Modeling the molecular regulatory mechanism of the Neurospora circadian clock.
with Albert Goldbeter (ULB)
We proposed and analysed mathematical models based on the negative autoregulation of the frq gene that underlies the Neurospora circadian rhythm. The model accounts for the occurrence of these oscillations in constant environmental conditions (e.g. constant darkness), for entrainment of these rhythms by light-dark cycles, for their phase-shifting induced by light pulses and for temperature compensation.

Study of the robustness of circadian rhythms to molecular noise.
with José Halloy and Albert Goldbeter (ULB)
Intrinsic molecular fluctuations may result from the small numbers of protein and mRNA molecules involved in the oscillations at the cellular level. In these conditions, it becomes necessary to resort to stochastic simulations to assess the influence of molecular noise on circadian oscillations. We addressed the effect of molecular noise by considering the stochastic version of the deterministic models and by applying specific algorithms to simulate these stochastic models.

Coupling and synchronization of circadian oscillators.
with Samuel Bernard, Hanspeter Herzel, and Achim Kramer (HU Berlin)
and with Marc Hafner (EPFL Lausanne)
The suprachiasmatic nuclei (SCN) of the hypothalamus is known as the center of the circadian clock. It contains the pacemaker which controls peripheral clocks present in other parts of the brain as well as in peripheral tissues. The SCN structure is highly heterogeneous. A fundamental issue with regard to the organization of the circadian system is how the SCN achieve a coherent output while the individual cellular oscillators express a wide range of phases and periods and how this system integrates light signals. In order of getting more understanding of this organisation, we study the dynamic properties of coupled circadian oscillators. (See movie)

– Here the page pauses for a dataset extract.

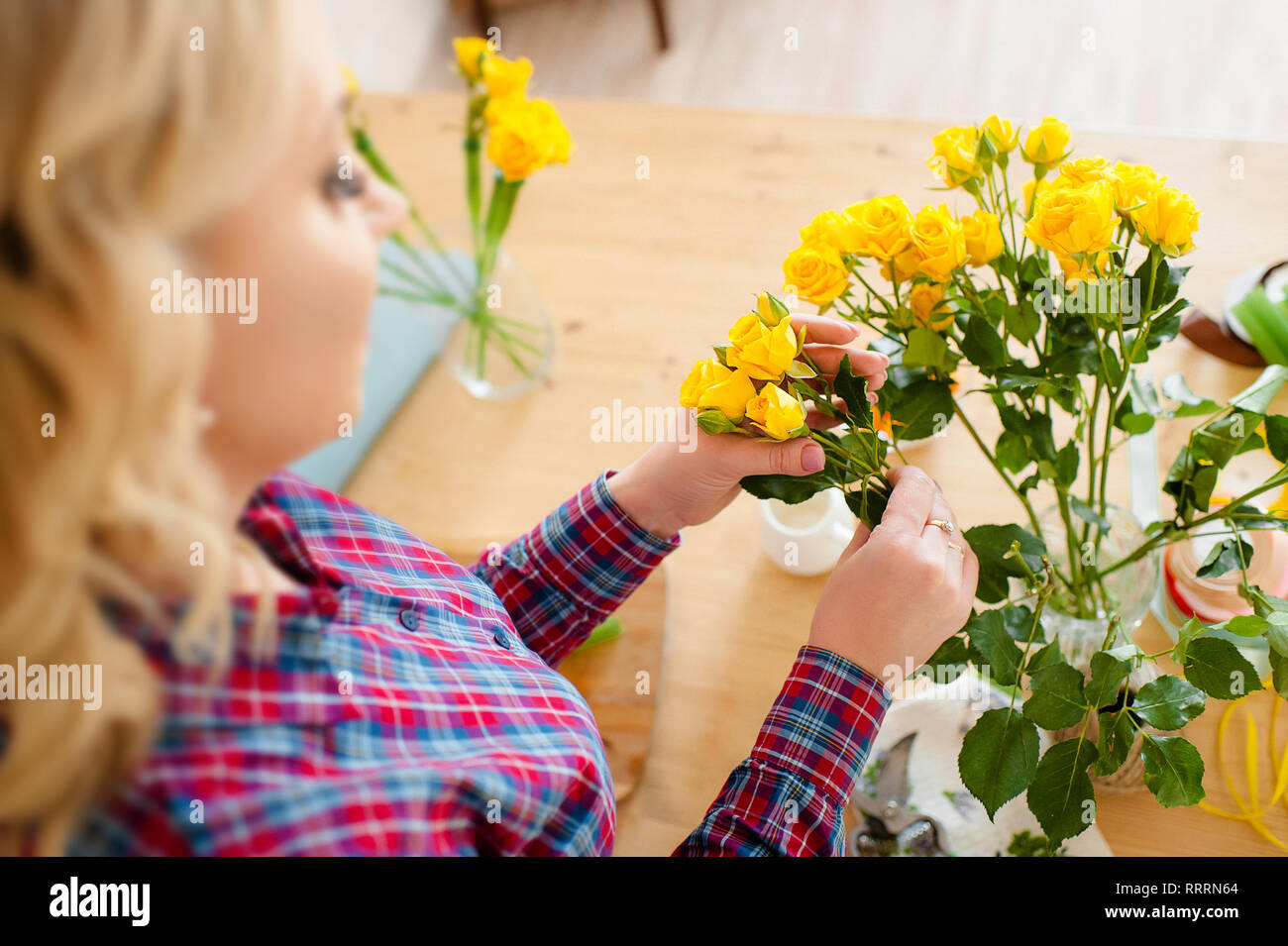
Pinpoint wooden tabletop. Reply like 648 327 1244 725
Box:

Assessing the relationship between protein complexes and gene expression in yeast.
with Nicolas Simonis, Shoshana Wodak, and Jacques van Helden (BiGRe lab, ULB)
Since interacting proteins must be simultaneously present in a cell, they should be synthetized together in (at least) some conditions. Based on this expectation, we applied two approaches to evaluate the relationship between protein complexes and gene expression data. In the first one, we compare complexes with clusters of co-regulated genes, while the second one, we quantify the correlation of expression profiles of genes involved in the same complex

Genome-scale regulatory sequences analysis in yeast
with Jacques van Helden (BiGRe lab, ULB)
We have applied bioinformatics analysis in order to uncover the regulatory binding sites in genes involved in phosphate and sulfured amino acid (methionine and cysteine) metabolisms in Saccharomyces cerevisiae and to predict the transcriptional response at the genome level in yeast.